4. How do the New Generation (New Gen) consoles compare in terms of total global sales for combined 2014 and 2015?¶

New Gen platforms in this dataset are PS4, XOne and WiiU.

In [20]:

df_year_filter = df['Year'].between(2014, 2015, inclusive = True)
df_platform_filter = df['Platform'].isin(['PS4', 'XOne', 'WiiU'])
df_pivot_table = df[df_year_filter & df_platform_filter].pivot_table('Total_Sales', index = 'Platform', aggfunc = 'sum')

In [21]:

df_pivot_table.plot(y = 'Total_Sales', labels = df_pivot_table.index, kind = 'pie',
                    autopct = '%1.1f%%', startangle = 90, legend = False, fontsize = 14, figsize = (12, 12))
plt.axis('off')
plt.show()

Observation
The Global Games Sales leader among new Gen consoles is PS4 accounting for more than half of the sales of all three platforms.

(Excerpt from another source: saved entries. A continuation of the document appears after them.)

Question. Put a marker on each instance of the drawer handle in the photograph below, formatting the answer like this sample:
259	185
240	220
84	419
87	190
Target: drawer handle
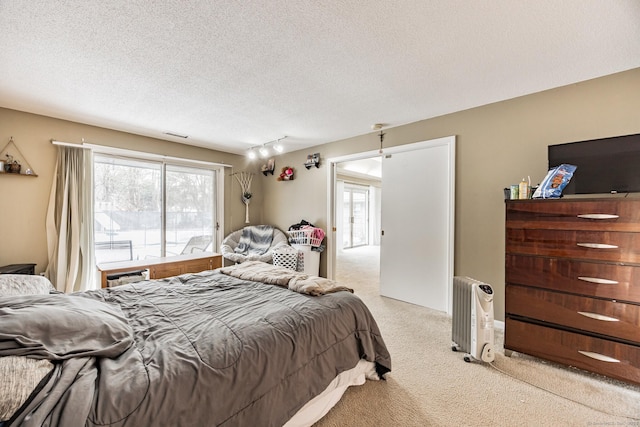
598	356
597	245
598	316
598	216
598	280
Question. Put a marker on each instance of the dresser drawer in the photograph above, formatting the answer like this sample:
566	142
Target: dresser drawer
604	280
575	214
586	245
621	361
614	319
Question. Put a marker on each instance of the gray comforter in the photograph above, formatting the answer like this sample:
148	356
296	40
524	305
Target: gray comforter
195	350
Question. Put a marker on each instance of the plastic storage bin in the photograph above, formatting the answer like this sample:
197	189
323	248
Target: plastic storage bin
308	259
286	256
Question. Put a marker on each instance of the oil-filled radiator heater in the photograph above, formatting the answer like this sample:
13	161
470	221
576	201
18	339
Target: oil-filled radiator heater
472	321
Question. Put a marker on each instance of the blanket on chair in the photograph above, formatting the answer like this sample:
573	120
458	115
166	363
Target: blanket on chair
255	240
257	271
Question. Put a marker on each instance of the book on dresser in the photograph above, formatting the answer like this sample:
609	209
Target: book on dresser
572	291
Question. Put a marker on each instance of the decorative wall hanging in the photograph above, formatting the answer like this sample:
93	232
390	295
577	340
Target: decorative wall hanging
13	161
286	174
244	179
312	160
269	167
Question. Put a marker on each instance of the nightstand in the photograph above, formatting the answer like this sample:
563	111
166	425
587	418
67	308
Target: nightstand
18	269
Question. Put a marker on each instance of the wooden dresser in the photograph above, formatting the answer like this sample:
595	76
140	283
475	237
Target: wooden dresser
572	271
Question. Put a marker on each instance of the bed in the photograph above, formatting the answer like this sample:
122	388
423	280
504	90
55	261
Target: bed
204	349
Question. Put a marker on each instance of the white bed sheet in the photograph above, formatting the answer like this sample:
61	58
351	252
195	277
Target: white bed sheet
320	405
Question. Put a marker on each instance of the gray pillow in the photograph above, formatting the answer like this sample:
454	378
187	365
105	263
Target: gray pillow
20	375
24	284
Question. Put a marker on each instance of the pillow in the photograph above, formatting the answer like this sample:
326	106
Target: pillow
24	284
20	376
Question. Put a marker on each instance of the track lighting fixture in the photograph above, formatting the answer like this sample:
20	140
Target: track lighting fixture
264	150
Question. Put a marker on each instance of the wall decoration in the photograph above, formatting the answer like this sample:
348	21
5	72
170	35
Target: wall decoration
12	161
269	167
244	179
286	174
312	160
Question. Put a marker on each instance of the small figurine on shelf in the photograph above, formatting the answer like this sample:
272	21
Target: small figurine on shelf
286	174
11	165
312	160
268	167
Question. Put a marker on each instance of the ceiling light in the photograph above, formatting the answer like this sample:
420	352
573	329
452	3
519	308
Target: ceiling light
177	135
264	149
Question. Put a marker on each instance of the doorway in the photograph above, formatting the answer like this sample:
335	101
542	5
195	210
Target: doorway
357	214
417	240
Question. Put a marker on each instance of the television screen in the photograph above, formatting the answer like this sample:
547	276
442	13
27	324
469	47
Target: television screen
607	165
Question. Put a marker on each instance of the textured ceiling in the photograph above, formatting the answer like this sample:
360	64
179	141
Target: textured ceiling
235	74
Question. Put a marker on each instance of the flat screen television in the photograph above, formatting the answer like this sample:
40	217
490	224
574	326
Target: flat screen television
607	165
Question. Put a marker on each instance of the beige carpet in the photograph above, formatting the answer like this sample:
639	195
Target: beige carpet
430	385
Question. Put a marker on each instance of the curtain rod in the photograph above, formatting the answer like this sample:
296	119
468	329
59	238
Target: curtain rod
126	152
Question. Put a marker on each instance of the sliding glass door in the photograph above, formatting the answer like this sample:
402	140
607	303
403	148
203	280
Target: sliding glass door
145	209
355	215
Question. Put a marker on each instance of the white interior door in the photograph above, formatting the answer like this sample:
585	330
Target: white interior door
416	252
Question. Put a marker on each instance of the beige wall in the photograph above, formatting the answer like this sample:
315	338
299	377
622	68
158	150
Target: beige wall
497	145
24	199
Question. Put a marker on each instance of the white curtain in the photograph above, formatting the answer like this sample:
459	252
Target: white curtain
69	222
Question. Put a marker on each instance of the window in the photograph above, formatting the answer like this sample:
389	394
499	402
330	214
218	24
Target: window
145	209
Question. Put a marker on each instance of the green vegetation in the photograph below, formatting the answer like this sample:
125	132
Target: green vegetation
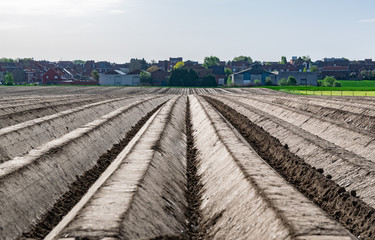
210	61
183	77
145	78
179	65
8	79
360	84
283	60
243	58
95	75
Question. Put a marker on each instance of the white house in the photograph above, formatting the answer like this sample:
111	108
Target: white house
119	78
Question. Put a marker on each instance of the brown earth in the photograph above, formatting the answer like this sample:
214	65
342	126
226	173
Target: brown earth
82	184
350	211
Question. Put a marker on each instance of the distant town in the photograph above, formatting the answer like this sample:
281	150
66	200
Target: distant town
241	71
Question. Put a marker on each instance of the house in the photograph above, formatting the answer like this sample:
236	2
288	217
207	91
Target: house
201	71
339	72
159	77
219	73
19	76
118	78
251	74
303	78
57	76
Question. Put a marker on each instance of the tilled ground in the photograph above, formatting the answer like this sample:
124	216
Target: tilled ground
159	163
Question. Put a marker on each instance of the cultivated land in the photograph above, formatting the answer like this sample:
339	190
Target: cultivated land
174	163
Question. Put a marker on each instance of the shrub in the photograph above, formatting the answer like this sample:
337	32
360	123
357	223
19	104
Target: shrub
291	81
268	81
336	84
283	82
328	81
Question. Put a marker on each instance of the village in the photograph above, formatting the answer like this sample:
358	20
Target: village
241	71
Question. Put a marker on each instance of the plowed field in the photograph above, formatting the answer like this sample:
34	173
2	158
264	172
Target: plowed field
174	163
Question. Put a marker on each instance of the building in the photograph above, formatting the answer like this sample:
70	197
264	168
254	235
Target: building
303	78
19	76
159	77
339	72
57	76
248	76
118	78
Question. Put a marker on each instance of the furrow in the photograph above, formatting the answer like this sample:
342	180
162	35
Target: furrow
143	197
350	211
31	184
347	169
18	139
242	197
348	137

5. What are the top 10 game titles with the highest global sales?¶

In [22]:

df_pivot_table = df.pivot_table(values = 'Total_Sales', index = 'Name', aggfunc = 'sum').sort_values('Total_Sales', ascending = False)
df_pivot_table = df_pivot_table.head(10) # filter out 10 top game titles

# create a color palette, mapped to Publisher
#
# unique_games = df.drop_duplicates('Name')[['Name', 'Publisher']].set_index('Name')
# df_pivot_table['Publisher'] = df_pivot_table.index.map(lambda game: unique_games.loc[game]['Publisher'])
# unique_publisher = df_pivot_table.drop_duplicates('Publisher')['Publisher'].tolist()
# cmap = matplotlib.cm.tab20c
# mini=0
# maxi=len(unique_publisher)
# norm = matplotlib.colors.Normalize(vmin=mini, vmax=maxi)
# colors = [cmap(norm(unique_publisher.index(game[1]))) for game in df_pivot_table.values]
#
# df_pivot_table.plot(kind = 'bar', legend = None, color = colors, figsize = (12, 6))

df_pivot_table.plot(kind = 'bar', legend = None, color = 'darkred', figsize = (12, 6))
plt.xlabel('Game title')
plt.ylabel('Total sales')
plt.show()

Observation
Top 10 game titles in terms of all-time Global Games Sales.